A well defined and executed trading strategy will will let you stay flexible whilst being regimented.

What is a trading plan?
A good trading strategy is a guideline to help you in making good trading decisions.

It is comprised of two basic parts:

1. Trading system or method for buy/sell alerts
2. Money management parameters

Developing a trading plan can be very time consuming, this is the reason a lot of people don’t bother. In far too many cases the instant satisfaction of trading simply overpowers the trader.

A trading plan doesn’t have to be complicated, in fact it is usually better not to be so.

An illustration of a minimal trading plan is:
“Buy 1000 share CFDs in Google on open the day after my entry criteria has been met.”

You may choose to follow this day-after-day and never need to think very hard. That is in itself a bonus. It means it is simple to follow and straightforward to stick to.

Professional trading plans are almost always more complicated than this. Why? Because to trade professionally you will have to be able to convince people to part with their money.

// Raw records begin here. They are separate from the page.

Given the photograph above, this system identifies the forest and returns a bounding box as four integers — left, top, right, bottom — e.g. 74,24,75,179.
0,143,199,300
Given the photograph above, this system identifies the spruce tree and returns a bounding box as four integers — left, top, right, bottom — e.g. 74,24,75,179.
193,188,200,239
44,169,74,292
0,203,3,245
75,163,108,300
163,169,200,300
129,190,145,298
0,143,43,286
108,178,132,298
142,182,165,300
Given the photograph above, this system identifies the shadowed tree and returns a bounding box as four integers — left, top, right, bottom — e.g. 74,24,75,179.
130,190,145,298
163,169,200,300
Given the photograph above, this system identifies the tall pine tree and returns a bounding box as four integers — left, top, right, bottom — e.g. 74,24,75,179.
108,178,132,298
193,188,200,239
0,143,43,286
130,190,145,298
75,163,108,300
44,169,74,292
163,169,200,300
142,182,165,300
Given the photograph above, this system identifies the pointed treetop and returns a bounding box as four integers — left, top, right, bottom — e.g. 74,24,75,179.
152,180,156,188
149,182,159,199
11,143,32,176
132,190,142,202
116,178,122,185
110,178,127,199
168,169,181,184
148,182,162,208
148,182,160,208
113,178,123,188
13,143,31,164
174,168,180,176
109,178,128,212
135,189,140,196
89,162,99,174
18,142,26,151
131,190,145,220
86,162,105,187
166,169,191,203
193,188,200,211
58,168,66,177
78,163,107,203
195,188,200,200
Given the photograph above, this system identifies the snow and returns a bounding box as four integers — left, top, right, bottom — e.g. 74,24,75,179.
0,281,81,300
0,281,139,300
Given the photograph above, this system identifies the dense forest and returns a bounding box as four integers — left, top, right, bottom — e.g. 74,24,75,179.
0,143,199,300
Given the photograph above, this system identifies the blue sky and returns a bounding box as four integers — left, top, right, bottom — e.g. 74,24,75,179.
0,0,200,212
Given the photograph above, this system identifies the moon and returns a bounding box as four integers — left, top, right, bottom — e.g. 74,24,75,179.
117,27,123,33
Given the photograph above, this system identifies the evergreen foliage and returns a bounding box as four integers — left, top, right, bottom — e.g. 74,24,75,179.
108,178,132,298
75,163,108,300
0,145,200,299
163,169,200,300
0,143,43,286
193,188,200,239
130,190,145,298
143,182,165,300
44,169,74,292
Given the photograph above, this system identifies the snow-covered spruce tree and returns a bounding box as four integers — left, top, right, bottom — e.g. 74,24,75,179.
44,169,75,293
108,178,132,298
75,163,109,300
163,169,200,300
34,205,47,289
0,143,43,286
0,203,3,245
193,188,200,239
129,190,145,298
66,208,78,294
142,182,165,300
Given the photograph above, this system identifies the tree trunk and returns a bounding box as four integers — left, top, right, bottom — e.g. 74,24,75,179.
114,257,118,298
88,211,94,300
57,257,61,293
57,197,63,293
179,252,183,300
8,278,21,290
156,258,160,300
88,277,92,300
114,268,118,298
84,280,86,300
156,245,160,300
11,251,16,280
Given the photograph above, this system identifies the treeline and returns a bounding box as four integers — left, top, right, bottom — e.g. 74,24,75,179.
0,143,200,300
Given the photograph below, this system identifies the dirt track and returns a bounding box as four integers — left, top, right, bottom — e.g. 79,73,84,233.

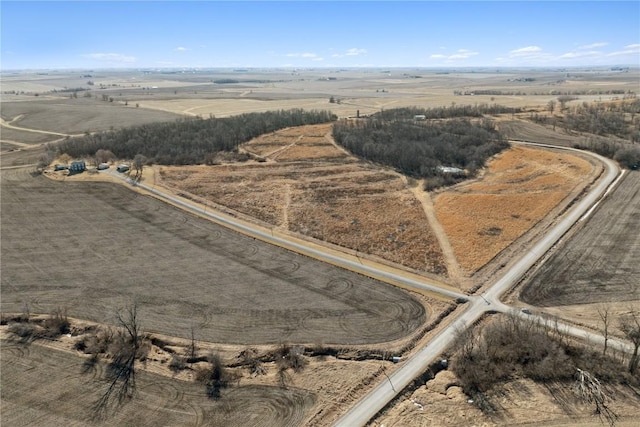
1,166,426,345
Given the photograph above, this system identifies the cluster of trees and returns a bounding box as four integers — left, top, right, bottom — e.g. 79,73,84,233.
5,306,70,342
563,100,640,141
332,108,508,181
454,89,635,97
454,89,526,96
451,312,638,425
374,104,520,121
56,109,335,165
573,137,640,169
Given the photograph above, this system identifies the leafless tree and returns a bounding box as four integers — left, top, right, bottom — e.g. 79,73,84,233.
547,100,556,114
619,306,640,374
275,343,307,388
94,149,115,166
93,303,145,418
187,324,198,361
574,368,619,426
597,304,612,356
195,353,233,399
238,347,266,376
132,154,146,180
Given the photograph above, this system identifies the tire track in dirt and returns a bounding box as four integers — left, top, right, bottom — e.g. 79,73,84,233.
0,115,76,137
269,135,303,160
409,181,465,285
324,130,352,157
282,184,292,230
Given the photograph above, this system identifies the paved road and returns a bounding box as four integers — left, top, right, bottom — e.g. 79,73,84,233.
108,169,468,301
107,142,627,427
332,142,624,426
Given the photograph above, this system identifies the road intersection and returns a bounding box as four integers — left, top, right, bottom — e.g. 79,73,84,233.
109,141,628,426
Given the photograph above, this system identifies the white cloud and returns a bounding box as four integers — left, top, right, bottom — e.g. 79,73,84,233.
175,46,189,52
287,52,318,58
346,48,367,56
285,52,324,61
429,49,479,61
84,53,136,63
579,42,608,50
332,48,367,58
449,49,479,59
509,46,542,56
607,43,640,57
559,50,601,59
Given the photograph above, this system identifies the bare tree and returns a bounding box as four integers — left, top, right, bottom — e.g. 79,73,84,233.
93,303,145,418
574,368,618,426
94,149,115,166
187,324,198,361
195,353,233,399
132,154,146,180
597,304,612,356
238,347,266,376
274,343,307,388
619,306,640,374
547,100,556,114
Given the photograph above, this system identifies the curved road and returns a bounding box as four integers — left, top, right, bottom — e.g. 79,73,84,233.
332,142,625,426
107,142,626,426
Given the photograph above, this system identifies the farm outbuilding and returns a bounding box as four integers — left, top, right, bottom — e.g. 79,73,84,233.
68,160,86,174
116,164,130,173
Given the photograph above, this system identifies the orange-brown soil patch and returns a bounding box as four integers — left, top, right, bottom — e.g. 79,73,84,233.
159,123,446,275
434,145,594,273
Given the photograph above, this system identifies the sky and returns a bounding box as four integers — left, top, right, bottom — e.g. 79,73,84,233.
1,1,639,70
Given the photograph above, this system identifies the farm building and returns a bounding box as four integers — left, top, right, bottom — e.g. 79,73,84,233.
116,164,130,173
437,165,466,176
68,160,86,174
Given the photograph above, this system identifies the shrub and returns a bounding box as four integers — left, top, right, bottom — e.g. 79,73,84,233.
169,354,187,372
8,322,40,341
614,146,640,170
41,308,70,338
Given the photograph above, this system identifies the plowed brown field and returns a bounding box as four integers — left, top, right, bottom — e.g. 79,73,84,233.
520,171,640,306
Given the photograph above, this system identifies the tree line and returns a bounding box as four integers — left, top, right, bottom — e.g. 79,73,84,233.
374,104,520,121
563,99,640,141
332,107,509,183
56,109,335,165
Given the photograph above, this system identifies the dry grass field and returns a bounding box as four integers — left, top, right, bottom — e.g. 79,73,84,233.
2,68,638,426
159,123,447,275
433,145,597,274
158,125,604,282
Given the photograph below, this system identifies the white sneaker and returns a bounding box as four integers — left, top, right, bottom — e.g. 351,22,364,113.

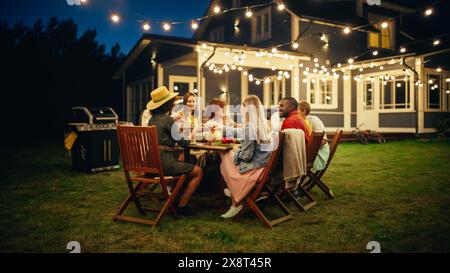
223,188,231,198
221,205,243,219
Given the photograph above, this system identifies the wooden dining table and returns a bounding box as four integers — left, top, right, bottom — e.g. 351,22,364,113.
184,142,234,163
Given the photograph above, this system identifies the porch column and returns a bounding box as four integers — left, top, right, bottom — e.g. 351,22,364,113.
157,64,163,87
241,69,248,103
197,53,206,109
291,60,300,100
416,56,424,134
343,70,352,131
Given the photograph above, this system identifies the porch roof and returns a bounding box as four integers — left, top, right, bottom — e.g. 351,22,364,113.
113,34,197,79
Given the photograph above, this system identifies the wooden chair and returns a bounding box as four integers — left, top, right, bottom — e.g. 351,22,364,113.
285,131,325,211
113,125,187,226
302,129,343,199
233,133,294,229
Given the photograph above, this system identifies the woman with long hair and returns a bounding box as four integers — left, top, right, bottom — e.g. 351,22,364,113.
219,95,272,218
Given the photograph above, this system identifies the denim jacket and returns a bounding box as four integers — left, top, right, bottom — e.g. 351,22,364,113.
233,126,272,174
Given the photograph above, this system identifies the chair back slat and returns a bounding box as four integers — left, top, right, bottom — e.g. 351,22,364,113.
117,125,162,174
252,133,285,198
320,129,343,174
306,131,325,166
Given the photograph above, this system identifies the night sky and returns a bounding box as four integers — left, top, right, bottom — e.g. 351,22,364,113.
0,0,210,54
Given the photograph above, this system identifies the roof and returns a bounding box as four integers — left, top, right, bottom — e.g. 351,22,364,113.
113,34,197,79
286,0,368,26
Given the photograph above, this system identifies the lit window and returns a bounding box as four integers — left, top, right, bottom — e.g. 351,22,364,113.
427,74,441,110
380,76,410,109
364,81,374,110
306,75,338,108
368,16,394,49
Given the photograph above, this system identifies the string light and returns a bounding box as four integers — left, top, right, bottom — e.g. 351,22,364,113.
400,47,406,53
348,58,354,64
271,47,278,53
343,27,351,34
425,8,433,16
292,42,299,49
372,50,378,56
245,8,253,18
213,6,221,14
381,21,389,29
191,20,199,30
163,23,171,31
111,13,120,23
142,22,150,31
437,67,442,72
433,39,440,46
277,2,285,11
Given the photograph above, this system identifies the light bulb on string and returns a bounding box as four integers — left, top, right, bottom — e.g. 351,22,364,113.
213,6,221,14
142,22,150,31
277,2,285,11
245,8,253,18
400,47,406,53
381,21,389,29
111,13,120,23
162,23,171,31
425,8,433,16
191,21,199,30
433,39,440,46
343,27,351,34
292,42,299,49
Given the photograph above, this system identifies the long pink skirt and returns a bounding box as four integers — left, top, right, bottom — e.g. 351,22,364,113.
220,151,265,203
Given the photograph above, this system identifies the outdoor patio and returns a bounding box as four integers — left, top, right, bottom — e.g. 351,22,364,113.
1,139,449,253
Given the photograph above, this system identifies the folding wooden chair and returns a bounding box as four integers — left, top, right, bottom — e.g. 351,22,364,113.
233,133,294,229
113,125,187,226
285,131,325,212
302,129,343,199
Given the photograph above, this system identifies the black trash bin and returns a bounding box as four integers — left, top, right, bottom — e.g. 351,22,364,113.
67,107,120,173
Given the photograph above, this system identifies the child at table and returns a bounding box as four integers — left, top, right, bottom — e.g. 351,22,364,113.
219,95,273,218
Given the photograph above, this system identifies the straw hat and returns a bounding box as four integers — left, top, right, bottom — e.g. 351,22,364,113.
146,86,179,110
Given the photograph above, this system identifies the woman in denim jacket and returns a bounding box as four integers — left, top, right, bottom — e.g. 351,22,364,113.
219,95,272,219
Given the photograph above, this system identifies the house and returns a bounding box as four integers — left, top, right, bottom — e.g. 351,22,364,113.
113,0,450,135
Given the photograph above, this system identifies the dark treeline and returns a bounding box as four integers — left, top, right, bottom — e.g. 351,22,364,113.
0,17,125,143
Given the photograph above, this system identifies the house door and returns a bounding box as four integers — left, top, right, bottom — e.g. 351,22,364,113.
264,76,285,107
357,80,379,130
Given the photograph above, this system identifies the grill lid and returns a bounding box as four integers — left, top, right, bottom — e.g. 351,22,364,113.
71,107,119,124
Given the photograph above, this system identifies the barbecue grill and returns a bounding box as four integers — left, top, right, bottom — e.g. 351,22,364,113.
67,107,120,173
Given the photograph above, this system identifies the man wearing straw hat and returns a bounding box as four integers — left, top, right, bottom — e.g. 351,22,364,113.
147,86,203,216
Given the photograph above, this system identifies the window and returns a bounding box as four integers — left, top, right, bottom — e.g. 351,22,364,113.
368,15,394,49
364,81,374,110
252,7,271,43
210,26,224,42
127,79,152,124
264,76,285,106
169,75,197,97
446,77,450,110
380,76,410,110
427,74,442,109
232,0,241,8
307,75,338,108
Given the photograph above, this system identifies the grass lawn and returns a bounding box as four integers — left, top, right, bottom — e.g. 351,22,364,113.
1,139,450,253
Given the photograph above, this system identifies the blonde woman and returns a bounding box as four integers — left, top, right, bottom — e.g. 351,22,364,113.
219,95,272,218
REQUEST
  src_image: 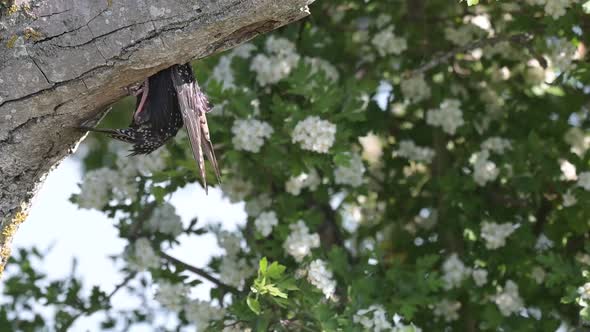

This is naturally not always easy!

The sort of questions that a professional will likely be asked when they start raising funds to trade with will include questions like:

1. How do you intend to trade?
2. What kind of system will you utilize?
3. What markets will you trade?
4. Just how much will you risk?
5. How much is it possible to lose?
6. What can you reasonably anticipate to make?
7. Just how much are your trading expenses?
8. How will you stop yourself from losing all the money invested?
9. How much will you risk at once?
10. What number of markets will you trade?
11. What is going to be your usual hold time?
12. How will you minimize risk?

These appear to be straightforward questions, but be honest with yourself and write the answers down.

Ingredients of a trading strategy
Trading plans can be very individual things. If one system worked for all then the markets would of course cease to exist, which is why they do not. A couple of pointers that will help you choose a trading system include:

1. Disregard the “secret” systems, they do not work
2. You could have dissimilar systems for a variety of markets, avoid this if possible
3. Your system does not have to be mechanical, many would argue mechanical systems cannot work
4. Should have the flexibility for being long and short
5. It should have a money management plan to help you control risk

Perhaps the best advice is to purchase something used by pros and learn to trade it. Professionals know that the best systems to trade exhibit a few simple characteristics:

1. Have a positive expectancy of making money
2. Adapt to different markets
3. Have understandable entry and exit rules
4. Usually are not overly optimized
5. Utilize effective capital management rules

These kind of systems are inherently nice to trade as there is a clear understanding that in the long run they make money. They do however need some effort to learn how to trade them, which tends to discourage many traders.

To find out how you to build a winning trading strategy for CFDs you will need to read our CFD trading handbook. Once you have decided on a trading plan you will need to decide on a CFD provider that can help you apply your plan.